世の中の動きや新商品の狙い、ヒット商品が売れるワケなどを「マーケティング」を切り口として考えてみようという連載の第2回、今回は食品業界の動きに目を向けてみよう。
食品大手「定番集中」の理由と問題
『食品大手、新商品を大幅削減』という見出しが「日経MJ」(日本経済新聞社/3月16日号)に掲載されていた。明治、山崎製パン、キユーピー、森永乳業という名だたる食品大手が、新商品の上市を4~5割削減し、加えて既存製品も100~150品目にわたって撤退や生産終了を決めている。
「マーケティングコストをブランド力の高い既存の主力商品に回す」(同紙より)ことによって、「品数の絞り込みで物流や生産の効率も上げ原材料高などに対応する」(同)狙いだという。物流は「ドライバー不足で人件費が高騰することでコストがかさむ」(同)状況への対応だ。
コンビニエンスストアとスーパーなど流通の力が強くなっていることも、要因として指摘されている。

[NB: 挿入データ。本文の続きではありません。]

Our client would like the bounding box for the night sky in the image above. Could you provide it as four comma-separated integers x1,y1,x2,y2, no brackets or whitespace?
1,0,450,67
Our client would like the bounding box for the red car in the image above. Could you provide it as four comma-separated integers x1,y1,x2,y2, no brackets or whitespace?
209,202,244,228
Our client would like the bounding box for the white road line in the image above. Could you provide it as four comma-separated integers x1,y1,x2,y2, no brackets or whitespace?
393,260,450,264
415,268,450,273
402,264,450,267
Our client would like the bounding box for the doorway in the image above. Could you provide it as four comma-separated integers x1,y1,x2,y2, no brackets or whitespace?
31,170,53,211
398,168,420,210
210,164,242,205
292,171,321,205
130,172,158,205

「コンビニでは売場のスペースが限られる上、新商品は売れ筋の定番品と競い合う。発売から短期間で売れ行きを伸ばさなければ改廃の対象になり売場に定着しにくい」(同)
棚をめぐる競争環境の熾烈さが窺える。量販店でも「新商品は各社の定番品と小売が力を入れるプライベートブランド(PB)商品と競合する」(同)なかで、PBブランド「セブンプレミアム」が店内商品の過半を占める大手コンビニ、セブン-イレブンなどは食品メーカーにとってはもはや恐怖の対象だろう。
定番偏重で老いるブランド
同記事では、そんな定番集中の問題点も指摘している。
「少子高齢化や人口減で食品各社は市場の成熟化に直面している。そうした中で売場では発売から30年や40年を超えるロングセラーが多い。こうした主力品に若い消費者を呼び込めなければメーンの消費者層が高齢化を続け、いずれは衰退する」(同)
若年層の取り込みに必死な食品会社としては、日清食品の動きが顕著だ。「カップヌードル」は1971年発売、「どん兵衛」「U.F.O.」は共に76年の発売で、いずれも堂々の40年超えの大定番商品である。発売当時に飛びついてユーザーとなった世代は健康を気にしてブランド離れした。その世代にはなかなか理解しがたい珍奇なCMを最近連発しているのも、離れてしまった中高年の代わりに若年層を振り向かせたいがためであることは間違いない。